Pinterest just became more business-friendly by allowing businesses to create their own accounts. Until now, this online pinboard of pictures has been for individual accounts only. The social media service now include business tools like Follow and Pin It buttons, and Pinterest widgets. This makes Pinterest an increasingly viable social media marketing tool for businesses of many different types.
What makes Pinterest interesting is how the images are organized. People love pictures, and love extracting meaning from them. Pinterest gives you the ability to organize pictures on virtual pin boards in ways that are meaningful. So instead of digging through a bin of random images, Pinterest visitors enjoy the title of the pin board, the commonalities among the pictures on the board, and the picture captions. This amuses and educates Pinterest visitors. If they are inspired, they might “like” it, re-pin it, or make a comment. Like many major social media systems, Pinterest can automatically share content across other social media such as Facebook and Twitter.

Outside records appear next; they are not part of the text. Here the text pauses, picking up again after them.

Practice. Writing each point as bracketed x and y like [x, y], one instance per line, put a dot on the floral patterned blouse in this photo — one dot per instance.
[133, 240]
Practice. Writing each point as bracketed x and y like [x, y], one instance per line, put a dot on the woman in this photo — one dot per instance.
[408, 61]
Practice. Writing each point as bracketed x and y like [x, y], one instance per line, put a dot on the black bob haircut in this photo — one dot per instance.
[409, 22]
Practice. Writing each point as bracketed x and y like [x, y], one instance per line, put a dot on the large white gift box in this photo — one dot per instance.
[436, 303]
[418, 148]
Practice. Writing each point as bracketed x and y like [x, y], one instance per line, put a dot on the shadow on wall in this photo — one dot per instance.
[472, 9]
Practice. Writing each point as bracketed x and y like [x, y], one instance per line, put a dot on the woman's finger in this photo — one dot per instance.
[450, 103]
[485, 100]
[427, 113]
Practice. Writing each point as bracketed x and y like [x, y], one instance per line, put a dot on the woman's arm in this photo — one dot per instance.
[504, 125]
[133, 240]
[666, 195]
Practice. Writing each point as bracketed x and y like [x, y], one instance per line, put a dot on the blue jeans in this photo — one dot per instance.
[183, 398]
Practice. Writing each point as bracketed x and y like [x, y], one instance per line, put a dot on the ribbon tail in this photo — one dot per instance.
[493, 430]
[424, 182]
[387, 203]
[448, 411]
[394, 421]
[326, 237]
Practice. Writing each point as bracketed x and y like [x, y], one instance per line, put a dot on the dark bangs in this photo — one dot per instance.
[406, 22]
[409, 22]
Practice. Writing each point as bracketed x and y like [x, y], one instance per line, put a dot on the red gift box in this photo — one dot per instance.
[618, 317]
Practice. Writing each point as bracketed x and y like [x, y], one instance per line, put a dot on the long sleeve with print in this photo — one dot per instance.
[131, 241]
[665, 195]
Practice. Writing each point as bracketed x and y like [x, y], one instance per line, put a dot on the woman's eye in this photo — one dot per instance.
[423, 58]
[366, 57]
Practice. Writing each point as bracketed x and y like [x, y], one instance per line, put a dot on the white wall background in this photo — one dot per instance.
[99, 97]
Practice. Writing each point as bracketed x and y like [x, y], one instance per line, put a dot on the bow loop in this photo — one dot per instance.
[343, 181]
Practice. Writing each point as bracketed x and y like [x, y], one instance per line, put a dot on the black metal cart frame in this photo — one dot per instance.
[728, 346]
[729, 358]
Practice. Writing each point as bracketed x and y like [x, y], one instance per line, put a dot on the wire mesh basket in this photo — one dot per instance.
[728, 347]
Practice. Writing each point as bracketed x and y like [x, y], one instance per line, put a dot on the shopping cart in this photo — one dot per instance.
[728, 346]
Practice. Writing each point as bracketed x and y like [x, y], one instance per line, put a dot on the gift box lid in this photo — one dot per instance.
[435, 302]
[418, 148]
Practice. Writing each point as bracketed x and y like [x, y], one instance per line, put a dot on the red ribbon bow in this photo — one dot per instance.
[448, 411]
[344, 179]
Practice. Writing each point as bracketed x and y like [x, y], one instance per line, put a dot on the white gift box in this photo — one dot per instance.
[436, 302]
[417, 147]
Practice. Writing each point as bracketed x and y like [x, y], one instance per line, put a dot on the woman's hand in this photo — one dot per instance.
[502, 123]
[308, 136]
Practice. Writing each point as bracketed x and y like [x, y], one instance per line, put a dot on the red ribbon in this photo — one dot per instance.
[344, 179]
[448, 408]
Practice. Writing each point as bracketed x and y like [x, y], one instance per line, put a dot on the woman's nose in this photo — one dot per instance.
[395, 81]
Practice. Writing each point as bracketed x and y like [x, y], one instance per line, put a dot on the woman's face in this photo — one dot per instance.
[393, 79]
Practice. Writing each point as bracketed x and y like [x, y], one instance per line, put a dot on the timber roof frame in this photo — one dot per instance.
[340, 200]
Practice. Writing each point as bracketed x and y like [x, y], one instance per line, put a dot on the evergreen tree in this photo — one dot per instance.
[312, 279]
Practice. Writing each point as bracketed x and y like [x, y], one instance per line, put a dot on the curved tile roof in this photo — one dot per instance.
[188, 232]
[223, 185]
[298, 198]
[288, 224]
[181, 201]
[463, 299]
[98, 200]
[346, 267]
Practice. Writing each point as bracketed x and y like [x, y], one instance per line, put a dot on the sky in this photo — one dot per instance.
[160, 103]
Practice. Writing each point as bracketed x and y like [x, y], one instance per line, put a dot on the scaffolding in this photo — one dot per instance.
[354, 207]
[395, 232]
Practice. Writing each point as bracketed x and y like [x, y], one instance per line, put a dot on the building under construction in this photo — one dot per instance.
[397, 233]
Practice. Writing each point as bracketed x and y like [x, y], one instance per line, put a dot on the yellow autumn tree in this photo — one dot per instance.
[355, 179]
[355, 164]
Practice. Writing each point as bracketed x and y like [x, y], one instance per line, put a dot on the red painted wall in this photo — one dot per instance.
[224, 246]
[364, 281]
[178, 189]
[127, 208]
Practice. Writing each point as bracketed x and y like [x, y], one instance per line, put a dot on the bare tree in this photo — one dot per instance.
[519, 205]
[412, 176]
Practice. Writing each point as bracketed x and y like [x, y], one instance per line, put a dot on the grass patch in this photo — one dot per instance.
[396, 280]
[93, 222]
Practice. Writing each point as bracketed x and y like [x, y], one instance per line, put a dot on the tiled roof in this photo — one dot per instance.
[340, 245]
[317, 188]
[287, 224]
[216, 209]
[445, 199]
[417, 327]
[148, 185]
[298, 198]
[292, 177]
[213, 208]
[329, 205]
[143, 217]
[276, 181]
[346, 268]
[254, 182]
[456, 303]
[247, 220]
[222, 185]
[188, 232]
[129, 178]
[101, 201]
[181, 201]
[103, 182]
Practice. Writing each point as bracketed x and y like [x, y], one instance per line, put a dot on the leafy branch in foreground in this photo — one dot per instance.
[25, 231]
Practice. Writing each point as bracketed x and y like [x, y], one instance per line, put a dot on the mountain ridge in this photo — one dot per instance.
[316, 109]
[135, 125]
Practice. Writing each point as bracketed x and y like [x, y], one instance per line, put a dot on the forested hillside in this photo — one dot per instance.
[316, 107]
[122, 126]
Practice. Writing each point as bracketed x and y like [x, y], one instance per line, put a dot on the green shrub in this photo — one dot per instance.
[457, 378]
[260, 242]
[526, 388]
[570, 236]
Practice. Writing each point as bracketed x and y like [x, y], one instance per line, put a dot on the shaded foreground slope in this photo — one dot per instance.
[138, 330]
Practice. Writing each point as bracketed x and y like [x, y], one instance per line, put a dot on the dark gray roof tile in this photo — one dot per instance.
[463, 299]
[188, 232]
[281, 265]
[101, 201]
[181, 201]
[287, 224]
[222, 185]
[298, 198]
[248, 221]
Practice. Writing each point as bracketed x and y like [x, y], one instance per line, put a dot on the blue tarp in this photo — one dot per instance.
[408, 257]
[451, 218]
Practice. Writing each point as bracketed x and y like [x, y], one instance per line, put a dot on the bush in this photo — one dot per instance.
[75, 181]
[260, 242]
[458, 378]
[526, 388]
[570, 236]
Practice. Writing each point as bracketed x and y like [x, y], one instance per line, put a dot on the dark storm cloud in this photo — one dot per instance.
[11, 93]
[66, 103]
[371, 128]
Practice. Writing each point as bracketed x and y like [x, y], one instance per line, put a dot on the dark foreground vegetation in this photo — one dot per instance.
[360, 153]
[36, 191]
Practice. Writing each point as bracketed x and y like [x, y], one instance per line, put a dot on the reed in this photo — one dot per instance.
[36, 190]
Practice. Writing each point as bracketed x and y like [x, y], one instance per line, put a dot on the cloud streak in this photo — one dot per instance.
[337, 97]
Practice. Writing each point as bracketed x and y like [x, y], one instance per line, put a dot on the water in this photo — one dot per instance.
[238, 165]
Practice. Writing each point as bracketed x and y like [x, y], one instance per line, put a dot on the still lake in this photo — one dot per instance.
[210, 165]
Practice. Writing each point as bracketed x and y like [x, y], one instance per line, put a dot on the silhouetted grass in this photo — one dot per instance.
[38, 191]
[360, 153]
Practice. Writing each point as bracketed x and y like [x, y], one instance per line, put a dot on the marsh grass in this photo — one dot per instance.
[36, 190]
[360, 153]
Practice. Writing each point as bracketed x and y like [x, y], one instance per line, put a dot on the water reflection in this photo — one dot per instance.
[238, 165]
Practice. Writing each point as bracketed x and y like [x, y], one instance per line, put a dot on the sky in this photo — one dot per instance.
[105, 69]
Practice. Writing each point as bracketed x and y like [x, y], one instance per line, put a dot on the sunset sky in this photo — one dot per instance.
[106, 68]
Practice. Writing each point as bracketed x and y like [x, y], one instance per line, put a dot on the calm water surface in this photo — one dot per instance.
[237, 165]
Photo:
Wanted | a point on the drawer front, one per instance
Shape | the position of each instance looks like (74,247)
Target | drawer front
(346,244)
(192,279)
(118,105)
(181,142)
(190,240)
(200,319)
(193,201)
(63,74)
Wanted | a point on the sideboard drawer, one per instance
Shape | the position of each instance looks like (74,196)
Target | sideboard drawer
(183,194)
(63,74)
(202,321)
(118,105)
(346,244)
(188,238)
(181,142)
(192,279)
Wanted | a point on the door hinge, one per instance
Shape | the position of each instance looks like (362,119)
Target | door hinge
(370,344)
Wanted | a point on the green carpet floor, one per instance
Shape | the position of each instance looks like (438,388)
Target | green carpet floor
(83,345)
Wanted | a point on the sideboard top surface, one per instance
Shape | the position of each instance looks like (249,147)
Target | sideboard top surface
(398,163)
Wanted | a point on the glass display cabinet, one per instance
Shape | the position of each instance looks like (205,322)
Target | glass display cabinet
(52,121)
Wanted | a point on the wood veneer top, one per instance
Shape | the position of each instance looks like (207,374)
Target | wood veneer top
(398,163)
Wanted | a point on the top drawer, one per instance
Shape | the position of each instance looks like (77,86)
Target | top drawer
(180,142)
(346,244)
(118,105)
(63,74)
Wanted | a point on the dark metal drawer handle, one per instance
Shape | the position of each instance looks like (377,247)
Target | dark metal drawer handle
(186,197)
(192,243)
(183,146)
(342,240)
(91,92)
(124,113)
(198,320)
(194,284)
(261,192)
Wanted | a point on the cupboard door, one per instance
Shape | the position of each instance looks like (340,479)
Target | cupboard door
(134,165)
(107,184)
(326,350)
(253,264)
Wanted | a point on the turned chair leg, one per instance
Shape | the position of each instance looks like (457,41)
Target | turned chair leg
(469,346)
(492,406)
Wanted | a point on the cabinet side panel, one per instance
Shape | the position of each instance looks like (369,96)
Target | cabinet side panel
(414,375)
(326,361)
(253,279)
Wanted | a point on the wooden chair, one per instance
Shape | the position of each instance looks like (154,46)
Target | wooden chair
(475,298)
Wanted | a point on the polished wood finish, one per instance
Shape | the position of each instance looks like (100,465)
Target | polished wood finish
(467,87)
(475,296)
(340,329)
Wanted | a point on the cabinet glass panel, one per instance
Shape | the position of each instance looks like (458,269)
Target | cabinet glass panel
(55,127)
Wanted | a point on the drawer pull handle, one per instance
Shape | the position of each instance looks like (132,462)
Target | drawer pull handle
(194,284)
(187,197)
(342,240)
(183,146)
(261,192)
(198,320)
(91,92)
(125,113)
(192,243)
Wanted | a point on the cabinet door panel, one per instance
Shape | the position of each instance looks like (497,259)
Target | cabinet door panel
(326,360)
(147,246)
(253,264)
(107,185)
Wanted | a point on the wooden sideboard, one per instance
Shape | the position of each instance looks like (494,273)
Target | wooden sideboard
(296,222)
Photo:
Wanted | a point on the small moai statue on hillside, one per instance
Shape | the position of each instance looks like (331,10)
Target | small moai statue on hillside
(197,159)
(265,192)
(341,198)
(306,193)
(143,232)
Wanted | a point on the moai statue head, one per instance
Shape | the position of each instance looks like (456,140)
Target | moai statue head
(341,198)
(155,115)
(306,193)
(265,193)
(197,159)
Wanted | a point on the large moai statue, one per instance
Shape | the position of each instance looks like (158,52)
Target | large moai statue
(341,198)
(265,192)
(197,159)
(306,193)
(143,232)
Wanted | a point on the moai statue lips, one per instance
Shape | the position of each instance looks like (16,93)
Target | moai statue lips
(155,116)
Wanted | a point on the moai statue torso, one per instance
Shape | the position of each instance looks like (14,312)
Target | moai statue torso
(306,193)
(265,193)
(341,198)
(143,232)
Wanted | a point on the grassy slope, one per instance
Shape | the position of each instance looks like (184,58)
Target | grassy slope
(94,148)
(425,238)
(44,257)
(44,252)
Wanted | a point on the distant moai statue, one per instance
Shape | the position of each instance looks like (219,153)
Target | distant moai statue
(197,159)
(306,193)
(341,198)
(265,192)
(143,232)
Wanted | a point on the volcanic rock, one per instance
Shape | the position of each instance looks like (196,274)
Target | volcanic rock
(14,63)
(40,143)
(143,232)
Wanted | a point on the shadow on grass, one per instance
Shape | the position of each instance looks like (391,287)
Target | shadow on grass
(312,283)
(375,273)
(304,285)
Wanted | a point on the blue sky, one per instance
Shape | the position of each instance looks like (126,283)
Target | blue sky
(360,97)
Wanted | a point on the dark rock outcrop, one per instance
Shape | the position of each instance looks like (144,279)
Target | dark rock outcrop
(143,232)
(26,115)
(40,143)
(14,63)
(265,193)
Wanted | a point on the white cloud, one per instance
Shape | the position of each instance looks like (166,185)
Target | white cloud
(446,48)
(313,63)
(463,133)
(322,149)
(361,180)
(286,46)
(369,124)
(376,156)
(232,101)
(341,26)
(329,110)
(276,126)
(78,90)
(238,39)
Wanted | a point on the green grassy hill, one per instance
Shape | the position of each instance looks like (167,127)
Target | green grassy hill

Pinterest is a great place for attraction-based marketing, and a bad place for hard selling. In the same way that flowers produce nectar to attract bees, companies create attractive Pinterest boards to attract people interested in visuals associated with the company, market or industry. It is useful for visually-oriented businesses (stores, artisans, artists, designers, dance studios, photographers, jewelers, crafters) and other types of businesses. For example, inspiring quotes, funny cartoons, history, and new ideas all have images associated with them that could be used on Pinterest.
If a company is already using Pinterest with a personal account, the account can be converted to a company account, or the company can start anew. The new features include a verification process to connects the company website to the Pinterest account, which prevents imitators.
To help businesses use Pinterest effectively, Pinterest has launched a new site called “Pinterest for Business” (business.pinterest.com). It is filled with case studies, guidelines for brands and best practices.